1 files changed, 204 insertions, 0 deletions
diff --git a/docs/source-object-backing-store.md b/docs/source-object-backing-store.md
new file mode 100644
index 000000000..0fb3614d4
--- /dev/null
+++ b/docs/source-object-backing-store.md
@@ -0,0 +1,204 @@
+Source Object (low level) cache backing store
+=============================================
+
+Introduction
+------------
+
+The source object cache provides a system to extend the life of source
+objects (HTML files, images etc.) after they are no longer immediately
+being used.
+
+Only fetch types where we have well defined rules on caching are
+considered, in practice this limits us to HTTP(S). The section in
+RFC2616 [1] on caching specifies these rules.
+
+To further extend the objects lifetime they can be pushed into a
+backing store where the objects are available for reuse less quickly
+than from RAM but faster than retrieving from the network again.
+
+The backing store implementation provides a key:value infrastructure
+with a simple store, retrieve and invalidate interface.
+
+Generic filesystem backing store
+--------------------------------
+
+Although the backing store interface is fully pluggable a generic
+implementation based on storing objects on the filesystem in a
+hierarchy of directories.
+
+The option to alter the backing store format exists and is controlled
+by a version field. It is implementation defined what happens if a
+version mis-match occurs.
+
+As the backing store only holds cache data one should not expect a
+great deal of effort to be expended converting formats (i.e. the cache
+may simply be discarded).
+
+Layout version 1.1
+------------------
+
+An object has an identifier value generated from the URL (NetSurf
+backing stores uses the URL as the unique key). The value used is
+obtained using nsurl_hash() which is currently a 32 bit FNV so is
+directly usable.
+
+This identifier is adequate to ensure the collision rate for the
+hashed URL values (a collision for every 2^16 URLs added) is
+sufficiently low the overhead of returning the wrong object (which
+backing stores are permitted to do) is not significant.
+
+An entry list is maintained which contains all the metadata about a
+given identifier. This list is limited in length to constrain the
+resources necessary to maintain it.
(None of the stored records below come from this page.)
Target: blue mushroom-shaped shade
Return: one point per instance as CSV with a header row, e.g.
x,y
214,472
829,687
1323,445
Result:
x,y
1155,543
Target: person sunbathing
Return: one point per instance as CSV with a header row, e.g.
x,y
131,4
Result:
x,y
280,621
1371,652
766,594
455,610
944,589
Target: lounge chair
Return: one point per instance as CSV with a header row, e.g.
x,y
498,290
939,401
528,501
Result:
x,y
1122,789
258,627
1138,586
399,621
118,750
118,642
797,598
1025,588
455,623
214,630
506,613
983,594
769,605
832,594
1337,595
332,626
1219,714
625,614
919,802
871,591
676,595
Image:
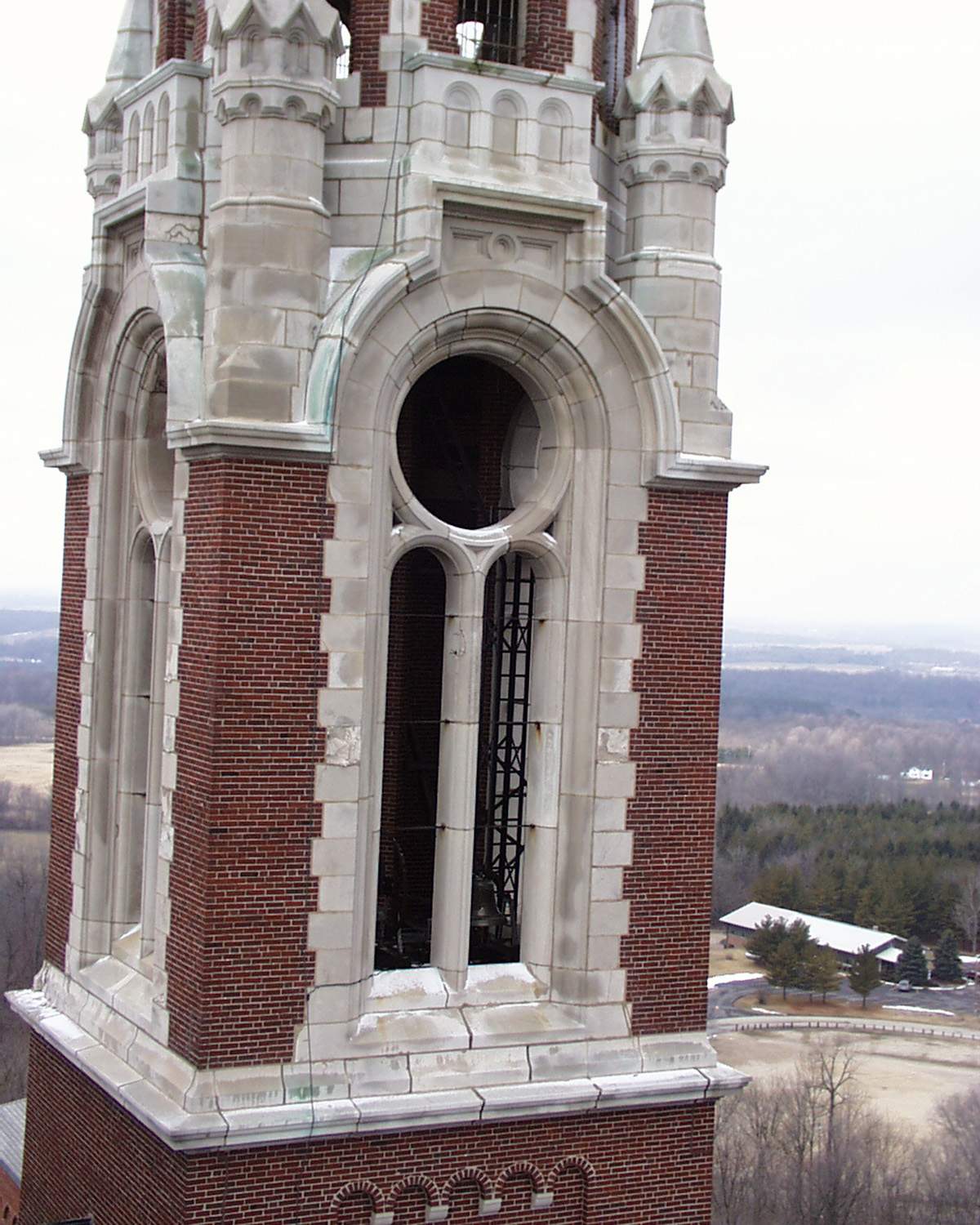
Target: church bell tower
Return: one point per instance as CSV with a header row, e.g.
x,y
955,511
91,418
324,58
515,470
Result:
x,y
391,624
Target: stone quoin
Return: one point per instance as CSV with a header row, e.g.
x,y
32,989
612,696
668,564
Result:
x,y
391,624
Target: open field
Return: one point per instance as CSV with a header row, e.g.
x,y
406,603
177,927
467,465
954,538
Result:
x,y
919,1009
27,764
904,1076
22,843
727,960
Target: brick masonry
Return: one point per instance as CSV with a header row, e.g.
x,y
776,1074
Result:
x,y
675,747
617,1168
68,710
181,29
548,43
247,742
10,1198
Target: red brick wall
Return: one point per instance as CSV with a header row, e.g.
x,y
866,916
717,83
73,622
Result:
x,y
68,705
439,19
10,1200
675,746
369,21
617,1168
603,31
180,29
548,43
247,742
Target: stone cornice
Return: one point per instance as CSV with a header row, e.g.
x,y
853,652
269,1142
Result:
x,y
225,436
676,468
501,71
262,1122
161,76
63,460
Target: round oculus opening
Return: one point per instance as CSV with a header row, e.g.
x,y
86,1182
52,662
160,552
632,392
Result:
x,y
470,443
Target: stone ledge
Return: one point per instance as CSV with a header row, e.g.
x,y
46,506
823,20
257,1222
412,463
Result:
x,y
267,439
183,1129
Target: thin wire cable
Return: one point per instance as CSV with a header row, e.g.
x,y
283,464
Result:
x,y
390,179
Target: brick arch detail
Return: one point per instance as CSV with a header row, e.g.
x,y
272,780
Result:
x,y
572,1164
472,1176
354,1190
522,1170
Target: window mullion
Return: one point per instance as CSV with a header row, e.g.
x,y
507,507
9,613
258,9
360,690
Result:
x,y
457,777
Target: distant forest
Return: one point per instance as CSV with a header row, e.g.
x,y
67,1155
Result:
x,y
903,867
29,662
886,693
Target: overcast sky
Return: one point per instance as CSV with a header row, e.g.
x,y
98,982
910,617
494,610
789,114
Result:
x,y
849,239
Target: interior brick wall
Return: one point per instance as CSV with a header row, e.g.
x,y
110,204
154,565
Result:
x,y
615,1168
68,710
675,747
180,29
604,29
247,742
548,42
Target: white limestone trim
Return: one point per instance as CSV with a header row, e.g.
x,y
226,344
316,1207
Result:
x,y
310,440
161,76
257,1119
502,71
63,460
669,470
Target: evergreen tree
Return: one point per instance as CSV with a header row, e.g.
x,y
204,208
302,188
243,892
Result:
x,y
784,967
911,963
946,964
766,938
771,933
864,975
820,970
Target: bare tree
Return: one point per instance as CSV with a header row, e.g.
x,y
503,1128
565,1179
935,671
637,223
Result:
x,y
22,892
806,1148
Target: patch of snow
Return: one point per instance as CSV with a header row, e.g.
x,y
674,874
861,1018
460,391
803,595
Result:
x,y
733,978
911,1007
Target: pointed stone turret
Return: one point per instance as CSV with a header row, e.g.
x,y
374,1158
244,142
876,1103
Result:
x,y
675,113
274,95
130,61
676,56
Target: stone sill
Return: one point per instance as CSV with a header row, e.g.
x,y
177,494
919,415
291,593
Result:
x,y
161,76
265,1124
501,71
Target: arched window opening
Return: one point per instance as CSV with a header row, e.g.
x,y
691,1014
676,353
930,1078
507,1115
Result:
x,y
132,703
554,132
458,110
504,134
467,438
342,69
146,142
132,151
413,725
296,53
489,29
661,108
502,768
134,742
163,132
614,51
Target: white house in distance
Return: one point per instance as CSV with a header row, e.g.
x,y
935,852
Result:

It is made persistent to avoid the
+overhead of reconstructing it at initialisation and to keep the data
+used to improve the eviction decisions.
+
+Each object is stored and retrieved directly into the filesystem using
+a filename generated from a RFC4648 base32 encoding of an address
+value. The objects address is derived from the identifier by cropping
+it to a shorter length.
+
+A mapping between the object address and its entry is maintained which
+uses storage directly proportional to the size of the address length.
+
+The cropping length is stored in the control file with the default
+values set at compile time. This allows existing backing stores to
+continue operating with existing data independently of new default
+setting. This setting gives some ability to tune the default cache
+index size to values suitable for a specific host operating system.
+
+E.g. Linux based systems can easily cope with several megabytes of
+mmaped index but RISC OS might want to limit this to a few megabytes
+of heap at most.
+
+The files are stored on disc using their base32 address value.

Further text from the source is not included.